Mit seiner in Norwegens Hauptstadt Oslo angesiedelten Trilogie über Liebe, Träume und Sehnsüchte bzw. Sex hinterließ der 1964 geborene Regisseur, Drehbuchautor und Romanautor bleibenden Eindruck bei diversen Filmfestivals. Nun kommt die Trilogie in umgekehrter Reihenfolge in die deutschen Lichtspielhäuser. Wer aufregendes Kino erwartet, wird jedoch enttäuscht.
Geschwätzige Festivallieblinge
Die drei Filme waren bei zahlreichen renommierten Festivals zu Gast – und kamen dort gut an; "Oslo Stories: Träume", der zweite Teil der Trilogie, gewann im Februar 2025 gar den Goldenen Bären der 75. Berlinale. Was ein wenig verwundert, setzt Haugerud in seiner Trilogie doch so gut wie überhaupt nicht auf typisch filmische Erzählmittel, sondern vor allem auf Dialoge. Wären diese wenigsten gut geschrieben, man würde es dem Drehbuchautor Haugerud nachsehen. Doch pointierten Dialogwitz sucht man in allen drei Filmen vergebens.
Stattdessen tasten sich die Protagonisten unter Verwendung einer Unmenge Füllwörter schüchtern durch ihre Konversationen. Was sich wohlwollend als "realistisch" auslegen ließe: Hier schaut ein Filmemacher seinen Mitmenschen aufs Maul, anstatt ihnen filmreife Sätze in den Mund zu legen. Diese Auslegung hat durchaus etwas für sich. Denn in ihren besten Momenten gelingt es der Oslo-Trilogie, eine beachtliche Nähe zu den Figuren herzustellen. In ihren schlechtesten Momenten – und davon gibt es viele – sind die Szenen einfach nur geschwätzig. Schnell macht sich Langeweile breit.

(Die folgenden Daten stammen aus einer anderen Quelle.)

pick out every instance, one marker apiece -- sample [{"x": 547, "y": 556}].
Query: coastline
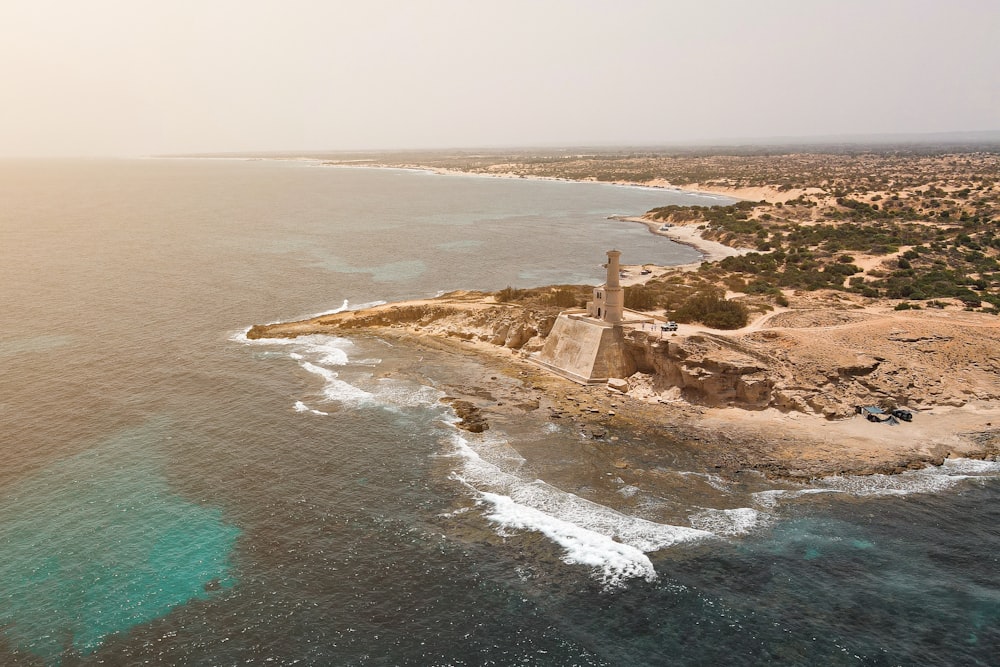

Offenheit als Gedankenspiel
"Sehnsucht", der eigentliche Auftakt der Trilogie, beschließt die deutschen Kinostarts. Warum dem so ist, darüber lässt sich nur spekulieren. Ein Grund könnte sein, dass der Handlungsort Oslo, der alle drei Filme lose miteinander verbindet, in "Liebe", dem Finale der Trilogie, am anschaulichsten eingeführt wird, was dazu geführt haben könnte, diesen Film hierzulande an den Anfang und nicht ans Ende stellen. Ein anderer Grund könnte die Handlung von "Sehnsucht" sein. Denn was das Provokationspotenzial in Bezug auf einen offenen Umgang mit sexuellen Beziehungen anbelangt, birgt "Sehnsucht" – nicht nur in konservativen Kreisen – sicherlich das größte Potenzial. In ihren Rollen als befreundete Schornsteinfeger fordern Jan Gunnar Røise und Thorbjørn Harr gängige Geschlechter- und Gendernormen heraus.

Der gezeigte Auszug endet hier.